About the Author: Eric Severson is a Special Education teacher at Clara Barton High School in Brooklyn. He ran as a VP with UFT Solidarity in 2016 and 2019.
Recently many teachers have begun sharing a reversal of the old saying maligning teachers: “Those who can do teach, and those who can’t make laws about teaching.” The same can legitimately be said about opinions on teaching, that those who have never spent a day in front of a classroom are most likely to have strong and very wrong opinions on what teachers should do and how we should feel about our profession and students.
Let’s start with a list of some of the classic misguided notions that I hear from time to time, followed by a response to a recent NY Post editorial accusing us of selfishness:
● ‘Summers Off’ is largely a myth. Teachers (including myself) work summers to make ends meet, attend professional and curriculum development, and this summer spend our time organizing and lobbying to make sure our lives and health aren’t put in danger.
● Contrary to Bill O’Reilly’s anti teacher rant, teaching is not a ‘part time job’ and we don’t leave at 3 o’clock, we are up late planning for the next day, grading, making phone calls and writing emails, and doing everything else we don’t have time to do during busy and often chaotic days.
● Tenure in a K-12 public school does not mean a guaranteed job for life. It simply means that one has due process and can’t be summarily dismissed without a hearing and an inquiry. In much of the world these are considered basic rights in a democracy, and those who complain about it would do better to fight for such rights in their own profession rather than gripe about what legal rights educators have.
● Teacher’s unions are not about ‘protecting bad teachers’ as anti teacher editorials and Twitter posts are so fond of saying. Like all labor unions, teachers unions are about pay and benefits and working conditions, and the workplace protections we have fought for over the years protect against harassment from vindictive administrators and arbitrary dismissal by power hungry bosses. Those who want to remove tenure and strip teacher’s unions of what power they have are inevitably motivated by financial or political concerns that have nothing to do with a quality education. Think about the best teacher your child ever had and ask yourself if they would have stayed on without some degree of job security and decent pay and benefits that is only possible with a union.

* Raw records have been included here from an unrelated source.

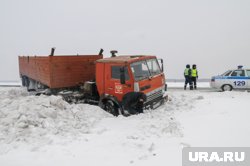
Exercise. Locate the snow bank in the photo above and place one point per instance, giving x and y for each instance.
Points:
(37, 119)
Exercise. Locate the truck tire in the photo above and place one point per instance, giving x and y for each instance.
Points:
(226, 87)
(111, 108)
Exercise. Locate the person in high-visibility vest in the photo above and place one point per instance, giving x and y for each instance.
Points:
(194, 75)
(187, 75)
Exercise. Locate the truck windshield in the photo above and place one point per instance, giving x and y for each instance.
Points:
(144, 69)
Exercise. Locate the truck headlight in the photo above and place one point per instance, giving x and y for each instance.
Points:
(136, 87)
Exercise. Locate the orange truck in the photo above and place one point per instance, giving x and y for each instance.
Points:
(124, 85)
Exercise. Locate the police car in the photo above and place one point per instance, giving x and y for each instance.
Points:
(232, 79)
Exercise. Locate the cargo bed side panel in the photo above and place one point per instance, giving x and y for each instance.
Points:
(69, 71)
(37, 68)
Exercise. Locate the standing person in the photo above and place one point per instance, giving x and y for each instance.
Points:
(194, 75)
(187, 75)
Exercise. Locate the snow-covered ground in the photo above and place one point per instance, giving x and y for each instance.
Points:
(45, 130)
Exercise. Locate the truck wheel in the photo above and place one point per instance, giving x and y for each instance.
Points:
(110, 107)
(226, 87)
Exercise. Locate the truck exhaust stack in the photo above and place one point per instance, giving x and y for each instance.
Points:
(52, 51)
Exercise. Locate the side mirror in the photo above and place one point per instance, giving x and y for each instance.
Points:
(122, 75)
(162, 68)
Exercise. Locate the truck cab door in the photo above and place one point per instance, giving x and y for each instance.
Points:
(113, 84)
(248, 78)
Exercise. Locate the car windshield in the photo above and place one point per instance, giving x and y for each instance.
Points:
(144, 69)
(227, 73)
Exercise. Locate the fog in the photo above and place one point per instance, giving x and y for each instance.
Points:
(214, 34)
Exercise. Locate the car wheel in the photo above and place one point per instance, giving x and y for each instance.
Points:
(227, 87)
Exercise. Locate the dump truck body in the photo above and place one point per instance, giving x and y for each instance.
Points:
(119, 84)
(59, 71)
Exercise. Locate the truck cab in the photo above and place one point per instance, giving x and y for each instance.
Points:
(118, 76)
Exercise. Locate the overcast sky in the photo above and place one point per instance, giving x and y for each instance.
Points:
(214, 34)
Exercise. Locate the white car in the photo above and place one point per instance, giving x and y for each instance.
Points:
(232, 79)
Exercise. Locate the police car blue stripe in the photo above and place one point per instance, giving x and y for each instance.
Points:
(234, 77)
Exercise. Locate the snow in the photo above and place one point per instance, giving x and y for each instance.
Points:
(181, 84)
(45, 130)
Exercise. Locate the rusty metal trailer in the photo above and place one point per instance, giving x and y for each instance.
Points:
(57, 71)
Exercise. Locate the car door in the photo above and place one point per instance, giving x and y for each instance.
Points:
(238, 79)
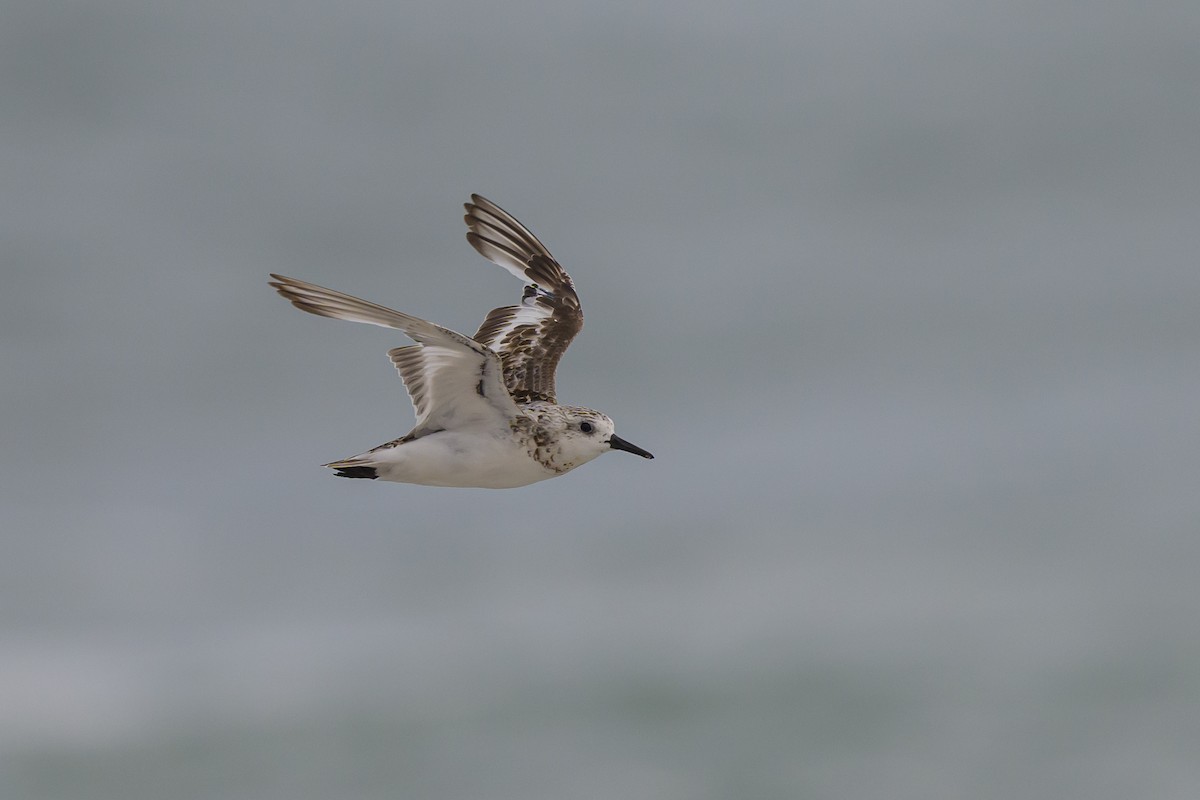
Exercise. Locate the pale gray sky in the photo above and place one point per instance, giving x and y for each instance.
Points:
(903, 299)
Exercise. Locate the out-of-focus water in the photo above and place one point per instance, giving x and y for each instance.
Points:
(904, 301)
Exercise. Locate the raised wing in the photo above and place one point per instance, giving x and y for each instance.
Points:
(532, 337)
(454, 382)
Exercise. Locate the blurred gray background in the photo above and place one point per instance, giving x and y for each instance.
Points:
(904, 298)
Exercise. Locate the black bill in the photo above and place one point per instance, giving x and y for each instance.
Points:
(617, 443)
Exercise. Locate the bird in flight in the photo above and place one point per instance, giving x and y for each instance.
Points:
(487, 414)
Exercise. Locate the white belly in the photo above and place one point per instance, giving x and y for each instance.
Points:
(459, 458)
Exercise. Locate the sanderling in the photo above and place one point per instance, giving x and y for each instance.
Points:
(486, 411)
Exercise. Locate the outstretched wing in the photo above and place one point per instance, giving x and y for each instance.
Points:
(532, 337)
(455, 382)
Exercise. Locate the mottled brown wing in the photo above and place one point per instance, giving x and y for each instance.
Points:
(532, 337)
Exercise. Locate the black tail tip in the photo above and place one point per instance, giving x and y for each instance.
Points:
(357, 471)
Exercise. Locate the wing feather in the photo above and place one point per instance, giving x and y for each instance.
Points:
(453, 380)
(531, 337)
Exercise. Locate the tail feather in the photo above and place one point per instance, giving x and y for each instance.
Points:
(354, 471)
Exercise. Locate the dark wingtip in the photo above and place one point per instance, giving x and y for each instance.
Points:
(357, 471)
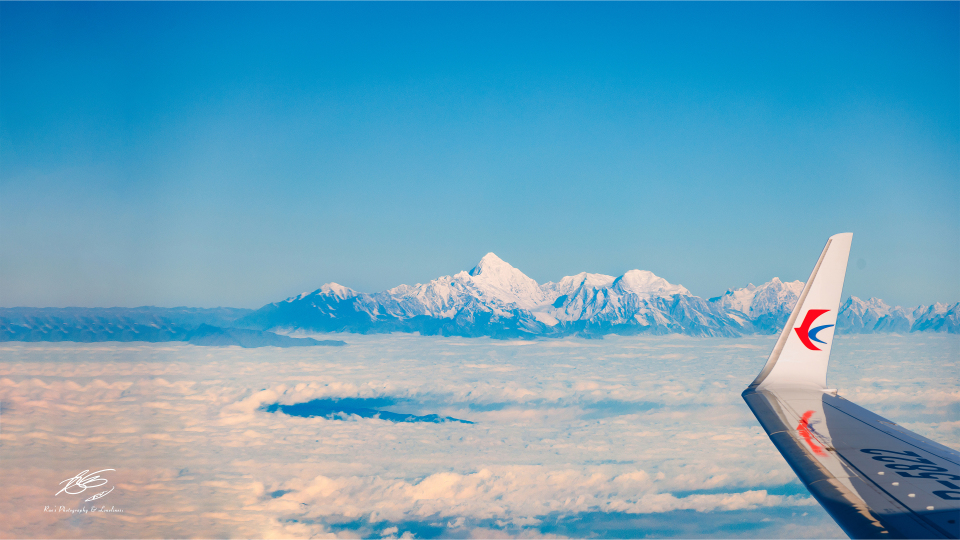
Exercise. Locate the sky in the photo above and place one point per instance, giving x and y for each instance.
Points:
(625, 437)
(235, 154)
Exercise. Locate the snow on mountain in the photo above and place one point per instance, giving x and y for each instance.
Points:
(937, 318)
(768, 306)
(866, 317)
(638, 301)
(495, 299)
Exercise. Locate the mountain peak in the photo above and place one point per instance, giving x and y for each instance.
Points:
(490, 263)
(646, 283)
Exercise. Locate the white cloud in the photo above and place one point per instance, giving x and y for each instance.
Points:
(618, 427)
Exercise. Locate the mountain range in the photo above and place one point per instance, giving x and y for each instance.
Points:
(495, 299)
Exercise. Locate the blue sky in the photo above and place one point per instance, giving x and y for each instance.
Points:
(234, 154)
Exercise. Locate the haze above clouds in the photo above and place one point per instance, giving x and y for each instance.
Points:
(230, 154)
(619, 437)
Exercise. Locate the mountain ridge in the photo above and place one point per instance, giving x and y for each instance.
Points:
(498, 300)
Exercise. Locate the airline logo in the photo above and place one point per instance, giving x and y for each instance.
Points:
(809, 335)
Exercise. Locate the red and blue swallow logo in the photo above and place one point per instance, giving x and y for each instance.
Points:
(809, 335)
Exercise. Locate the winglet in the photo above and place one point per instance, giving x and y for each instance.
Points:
(801, 354)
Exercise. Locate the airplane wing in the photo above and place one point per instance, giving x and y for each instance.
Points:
(874, 477)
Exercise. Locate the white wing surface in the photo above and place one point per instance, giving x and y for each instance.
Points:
(875, 478)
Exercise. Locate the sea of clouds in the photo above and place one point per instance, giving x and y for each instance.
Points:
(620, 437)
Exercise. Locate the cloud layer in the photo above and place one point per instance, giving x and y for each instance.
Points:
(571, 437)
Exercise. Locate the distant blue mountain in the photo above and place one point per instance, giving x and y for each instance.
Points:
(194, 325)
(493, 299)
(497, 300)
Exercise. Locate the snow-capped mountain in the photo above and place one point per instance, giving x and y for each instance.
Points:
(496, 299)
(866, 317)
(767, 307)
(937, 318)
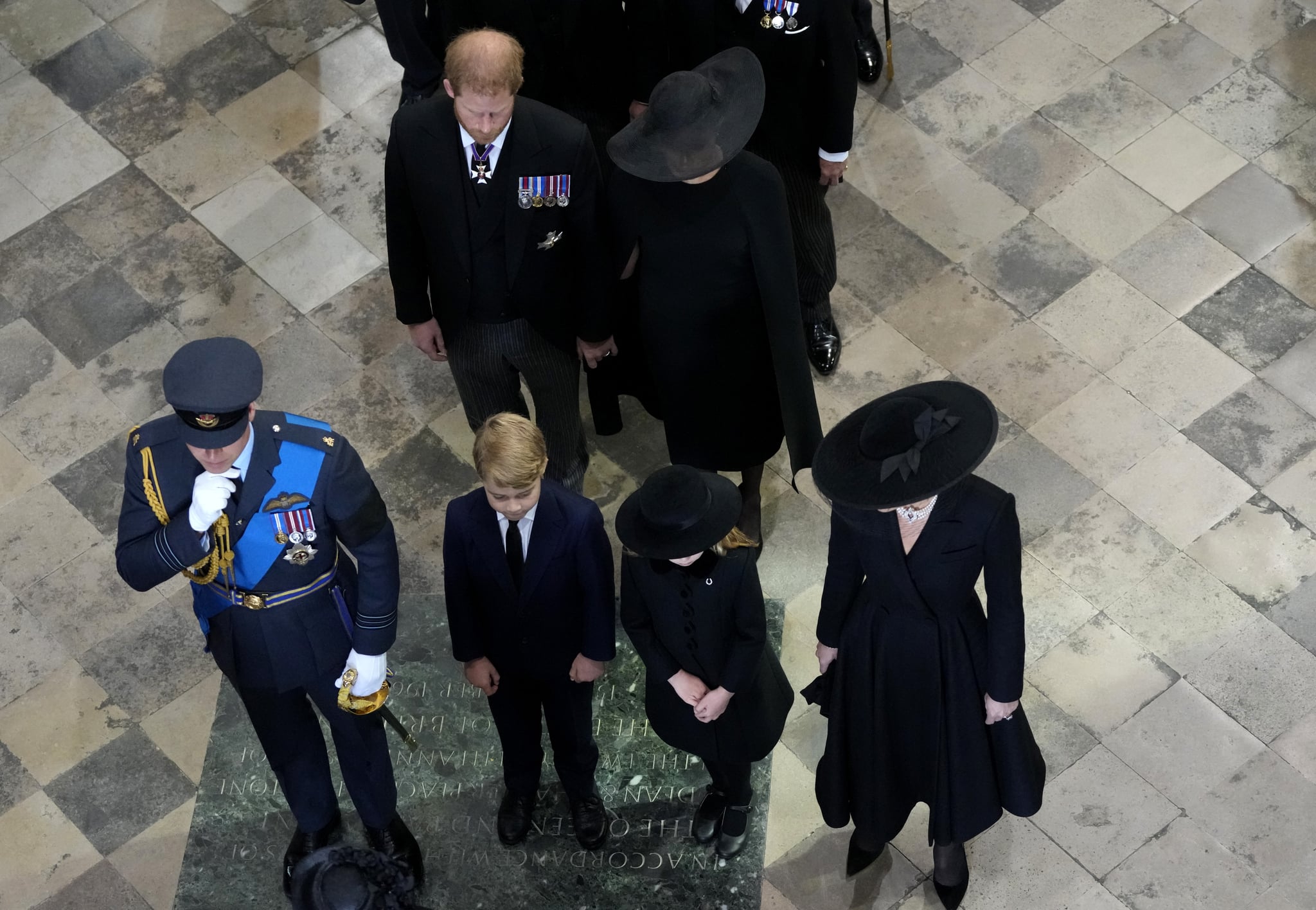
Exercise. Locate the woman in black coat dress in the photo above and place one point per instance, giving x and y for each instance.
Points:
(694, 609)
(924, 688)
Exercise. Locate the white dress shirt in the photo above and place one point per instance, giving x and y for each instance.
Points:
(526, 524)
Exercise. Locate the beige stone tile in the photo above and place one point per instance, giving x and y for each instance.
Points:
(960, 212)
(182, 729)
(60, 722)
(1181, 490)
(1264, 679)
(353, 69)
(314, 262)
(1103, 213)
(1184, 744)
(199, 163)
(1037, 65)
(166, 30)
(1106, 28)
(1258, 552)
(44, 851)
(1101, 676)
(1295, 490)
(280, 115)
(1177, 163)
(1181, 612)
(153, 861)
(1185, 870)
(1099, 810)
(1027, 373)
(1180, 374)
(1102, 431)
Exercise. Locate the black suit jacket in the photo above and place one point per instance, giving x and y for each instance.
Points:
(558, 287)
(566, 605)
(290, 645)
(811, 71)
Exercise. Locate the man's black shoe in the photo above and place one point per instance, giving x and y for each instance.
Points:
(513, 818)
(591, 821)
(870, 60)
(305, 843)
(399, 843)
(823, 340)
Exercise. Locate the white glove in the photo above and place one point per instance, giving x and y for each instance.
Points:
(209, 495)
(370, 674)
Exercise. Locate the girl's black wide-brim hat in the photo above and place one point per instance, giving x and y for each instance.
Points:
(907, 445)
(697, 120)
(679, 512)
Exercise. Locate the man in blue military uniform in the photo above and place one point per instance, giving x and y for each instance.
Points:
(256, 509)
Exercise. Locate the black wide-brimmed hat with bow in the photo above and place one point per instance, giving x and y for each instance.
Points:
(907, 445)
(679, 512)
(697, 120)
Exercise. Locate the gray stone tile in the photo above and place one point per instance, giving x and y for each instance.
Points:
(886, 262)
(174, 263)
(1177, 64)
(1256, 433)
(1250, 212)
(299, 28)
(120, 790)
(95, 485)
(1253, 320)
(226, 67)
(120, 211)
(1293, 62)
(99, 888)
(1033, 163)
(91, 315)
(1045, 488)
(144, 665)
(87, 73)
(144, 115)
(42, 260)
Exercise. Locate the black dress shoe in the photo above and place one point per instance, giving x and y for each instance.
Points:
(590, 817)
(513, 818)
(399, 843)
(870, 60)
(824, 344)
(305, 843)
(708, 817)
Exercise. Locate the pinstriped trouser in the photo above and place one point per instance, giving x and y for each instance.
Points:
(488, 361)
(811, 228)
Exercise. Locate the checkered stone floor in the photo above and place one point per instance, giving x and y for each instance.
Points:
(1099, 211)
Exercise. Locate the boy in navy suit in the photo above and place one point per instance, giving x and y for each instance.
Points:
(531, 607)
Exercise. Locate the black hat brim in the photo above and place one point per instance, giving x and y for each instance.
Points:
(844, 474)
(640, 537)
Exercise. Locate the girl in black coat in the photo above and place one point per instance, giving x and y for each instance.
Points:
(924, 688)
(694, 609)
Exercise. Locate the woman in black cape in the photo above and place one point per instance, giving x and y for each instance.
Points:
(703, 228)
(694, 609)
(923, 696)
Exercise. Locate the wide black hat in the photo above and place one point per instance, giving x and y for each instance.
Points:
(211, 384)
(697, 120)
(679, 512)
(907, 445)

● No one goes into teaching because the money and perks of the job are so great, but many detractors seem to think this is the case. Since teaching in most states now requires a master’s degree, teachers are paid less than comparably educated peers just about everywhere. Teaching is one of very few professions in which the employees must dip into their own pockets to pay for the basic supplies necessary to do their job, which will be even more of a problem this Fall now that the teacher’s choice program providing funds for supplies has been cut to $0 and inevitably teachers will end up having to bring in their own sanitizing wipes and soap when the DOE runs out and there is a long delay to resupply.
● This brings me to the final point, that in some circles including a recent NY Post editorial, teachers who wish to continue teaching remotely are accused of selfishness and not stepping up to put themselves at risk for their jobs in the same way that police and fire fighters have. Besides the obvious ways in which that comparison is nonsense, that police and fire fighters don’t need to be confined in a huge building with hundreds of other people to do their jobs well, this attack is as offensive as it is inaccurate. First, consider how many New Yorkers fell ill or died from COVID-19 because De Blasio and Carranza dragged their feet while other cities and nations around the world shut down faster. Teachers led the way in calling for closing school buildings, and think how many lives would have been saved had we been listened to. When school did go remote, teachers shifted from in person to online instruction seamlessly with only three days of training, and while working remotely spent countless hours beyond their contractual requirement answering emails, making phone calls, and doing all they could to support remote learning. Of course the push to keep learning remote in September is partly about teachers being concerned for their own health, and this is fine, everyone has the right to a safe and healthy workplace and to fight for it if they’re not getting it. However, it is also about our lived experience, that the DOE’s bureaucracy that historically can’t even keep bathrooms stocked with soap and which took years to get working A/C units installed in most classrooms can’t be trusted to provide PPE, ventilators, and cleaning supplies and keep them well stocked and maintained. This is a matter of public health, and even if young people are less likely to suffer severe effects from the virus, exposing them at school can lead to them exposing parents and other relatives to it at home.
In the age of Betsy DeVos, it has been easier than ever for teachers to win the national argument about our profession and fight the toxic rhetoric promoting privatization and stripping our unions of what modest power they have left, but the fact that there are still editorials out there accusing us of selfishness for promoting common sense and public health shows that there is still bias and misinformation out there, and we cannot rest as long as that is the case.